There’s no shortage of great talent for companies such as Apple, Google, Intel, Facebook, Wikipedia and some exciting startups. But what if you are not one of these?
I received the following job ad in my mailbox (see below in italics), from a third-party recruiter, and it’s probably for a data science position at Nike near Portland, Oregon (my guess). Basically, it’s a 6-month gig to build an A/B platform.
I discuss here a few aspects that make this job ad unlikely to attract talent, as well as remedies.
This skills mix is not found in typical employees. Granted, this is a consulting job, but you should then advertise it as a consulting opportunity. You would have to offer $300/hr to motivate the few guys that have this rare mix of talent and knowledge.
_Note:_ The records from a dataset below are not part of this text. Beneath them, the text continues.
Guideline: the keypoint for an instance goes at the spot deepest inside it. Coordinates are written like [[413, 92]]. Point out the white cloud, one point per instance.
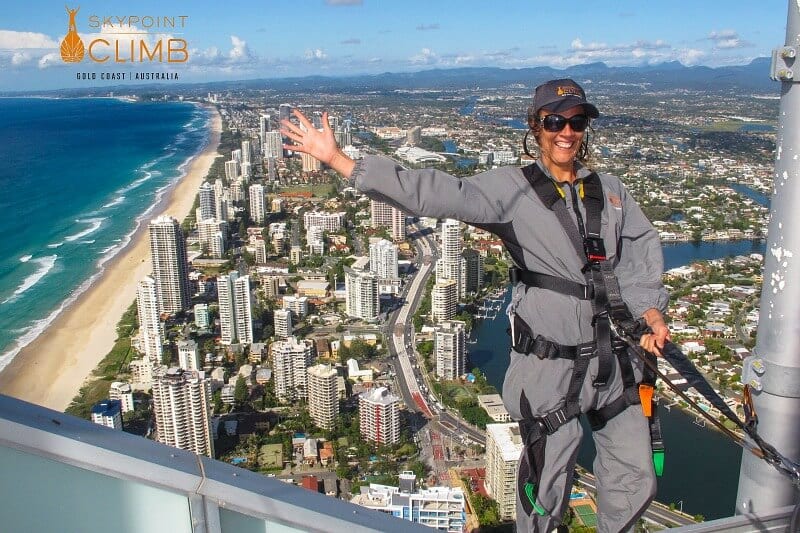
[[727, 39], [52, 59], [20, 40], [315, 55], [425, 57]]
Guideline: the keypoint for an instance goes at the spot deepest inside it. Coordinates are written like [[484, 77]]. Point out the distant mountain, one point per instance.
[[753, 77], [740, 79]]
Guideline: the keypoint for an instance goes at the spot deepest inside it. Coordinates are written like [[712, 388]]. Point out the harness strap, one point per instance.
[[552, 283]]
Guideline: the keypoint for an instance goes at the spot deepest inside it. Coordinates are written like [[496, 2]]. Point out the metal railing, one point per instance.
[[62, 473]]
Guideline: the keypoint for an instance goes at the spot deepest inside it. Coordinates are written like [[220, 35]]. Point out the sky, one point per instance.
[[248, 39]]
There are consultants or small consulting companies (with this mix) willing to do the job for $300/hour (motivation is even bigger if you reimburse their weekly hotel/travel expenses, and consulting firms are better equipped than individual consultants as they can use a mix of cheap, junior with expensive, senior consultants to lower the cost). Or do you really need to build such a platform in the first place? Why not get one from a vendor instead?
You mention that machine learning / statistics is a plus (not a requirement), yet the core of the job is developing an A/B testing platform. Something where deep statistical knowledge is most critical.
For a regular employee, you would want an engineer with some statistical knowledge, train him so that he becomes an expert in experimental design (aka A/B testing) – at least in digital experimental design. The guy needs to acquire a deep knowledge of Internet/server architecture, traffic flows and web metrics, to understand source of biases in this type of A/B testing. Yet he needs to be very knowledgeable about statistical theory and non-parametric, robust confidence intervals in the context of big data and most importantly – in the context of doing TONS of A/B tests, whether the data is big or small.
In short, you need someone with some very specialized, narrow (not comprehensive) statistical knowledge (not an expert in logistic regression) and very specialized (but not comprehensive) knowledge about Internet architecture.